While Marvel Studios attained pretty widespread critical and commercial success fairly early on, one of the main criticisms lobbied against the MCU has been its lack of diversity. Iron Man, Thor, Captain America, Hulk, Doctor Strange, Ant-Man, and Hawkeye are all white dudes with varying degrees of muscle definition. It took 20 films for the MCU to finally get around to making one with a woman at the center—2019’s Captain Marvel—but it wasn’t for lack of trying. Indeed, an internal struggle waged inside Marvel for years, which is why it took so long for a female-led superhero movie to arrive from the studio.
Mark Ruffalo discussed in an interview with The Guardian how, on the set of Marvel’s The Avengers, Marvel Studios president Kevin Feige was preparing to go to Disney to complain about the lack of female superhero movies. The problem? Marvel CEO Ike Perlmutter:
“When we did the first Avengers, [Marvel supremo] Kevin Feige told me, ‘Listen, I might not be here tomorrow.’” He was going to talk to Disney about the issue of why there were no female superhero movies, which they had been discussing while preparing for Thor: Ragnarok. “And he’s like, ‘Ike [Isaac Perlmutter, Disney’s largest shareholder at the time] does not believe that anyone will go to a female-starring superhero movie. So if I am still here tomorrow, you will know that I won that battle.’”
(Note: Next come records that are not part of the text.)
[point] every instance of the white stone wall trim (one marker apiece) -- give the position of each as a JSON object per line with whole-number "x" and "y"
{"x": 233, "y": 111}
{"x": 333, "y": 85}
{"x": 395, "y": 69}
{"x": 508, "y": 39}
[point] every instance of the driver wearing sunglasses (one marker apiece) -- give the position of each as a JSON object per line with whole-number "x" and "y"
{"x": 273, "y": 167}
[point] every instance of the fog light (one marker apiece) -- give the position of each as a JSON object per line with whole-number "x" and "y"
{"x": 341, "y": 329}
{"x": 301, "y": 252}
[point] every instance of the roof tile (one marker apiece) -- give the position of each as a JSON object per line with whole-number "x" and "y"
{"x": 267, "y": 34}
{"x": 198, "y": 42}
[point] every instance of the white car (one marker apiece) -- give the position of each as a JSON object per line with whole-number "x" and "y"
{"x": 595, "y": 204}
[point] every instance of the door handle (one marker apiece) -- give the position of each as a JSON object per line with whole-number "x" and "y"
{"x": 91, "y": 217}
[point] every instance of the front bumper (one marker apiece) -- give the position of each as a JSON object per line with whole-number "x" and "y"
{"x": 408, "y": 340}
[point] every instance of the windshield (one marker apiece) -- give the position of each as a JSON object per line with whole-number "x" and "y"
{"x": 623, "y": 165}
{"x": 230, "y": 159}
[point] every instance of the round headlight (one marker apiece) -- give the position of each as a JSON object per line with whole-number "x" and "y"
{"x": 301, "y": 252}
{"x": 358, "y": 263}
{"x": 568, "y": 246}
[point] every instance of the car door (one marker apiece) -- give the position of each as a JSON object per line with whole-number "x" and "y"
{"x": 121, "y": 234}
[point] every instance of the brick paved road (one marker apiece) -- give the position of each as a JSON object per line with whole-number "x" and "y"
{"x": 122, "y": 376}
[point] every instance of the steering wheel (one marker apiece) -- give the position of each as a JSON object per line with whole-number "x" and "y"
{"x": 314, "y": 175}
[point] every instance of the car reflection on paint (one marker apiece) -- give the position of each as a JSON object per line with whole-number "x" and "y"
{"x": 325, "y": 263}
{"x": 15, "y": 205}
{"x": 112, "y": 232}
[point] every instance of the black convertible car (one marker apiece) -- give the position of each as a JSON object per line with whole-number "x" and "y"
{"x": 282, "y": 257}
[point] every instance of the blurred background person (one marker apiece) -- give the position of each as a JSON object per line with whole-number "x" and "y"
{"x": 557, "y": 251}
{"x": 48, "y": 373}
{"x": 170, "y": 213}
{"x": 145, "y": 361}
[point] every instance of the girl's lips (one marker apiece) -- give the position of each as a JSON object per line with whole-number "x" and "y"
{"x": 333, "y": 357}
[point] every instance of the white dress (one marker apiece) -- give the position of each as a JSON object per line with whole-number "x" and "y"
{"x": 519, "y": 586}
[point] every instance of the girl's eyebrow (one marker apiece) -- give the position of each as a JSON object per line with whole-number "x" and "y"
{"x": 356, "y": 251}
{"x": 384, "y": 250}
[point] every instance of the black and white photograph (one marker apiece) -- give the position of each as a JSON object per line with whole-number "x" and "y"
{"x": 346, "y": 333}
Perlmutter, a secretive executive with a background in the toy industry, controlled the keys to Marvel for years, and was the roadblock preventing Feige from fully executing his vision. Indeed, we learned a few years back that Rebecca Hall was supposed to be playing the main villain in Iron Man 3 until Perlmutter decided that kids wouldn’t buy toys based on female characters. Which explains why Hall’s role in that film feels half-baked.
Feige and Perlmutter butted heads for years, as Perlmutter continually refused to greenlight Captain Marvel or Black Panther. In August 2015, Feige successfully lobbied Disney to restructure Marvel Studios. Going forward, Feige would report to Disney head Alan Horn instead of Perlmutter, and Perlmutter would have no more oversight over Marvel movies (he did, however, retain control over Marvel TV and comics). This is right around the time that development on Thor: Ragnarok was underway, and is why that film feels like a fresh start for the MCU. Immediately, Feige got the greenlight to make Black Panther and Captain Marvel.
Ruffalo discussed this shift in the Guardian interview, teasing Marvel’s first openly LGBTQ character in Eternals coming later this year:
That, says Ruffalo, was the turning point for Marvel. “Because Kevin wanted black superheroes, women superheroes, LGBT superheroes,” he explains. “He changed the whole Marvel universe. We now have a gay superhero on the way, we have black superheroes, we have female superheroes – Scarlett Johansson has her movie coming out, we have Captain Marvel, they are doing She-Hulk next. No other studio is being that inclusive on that level.” He smiles. “They have to, though. This is the fucking world.”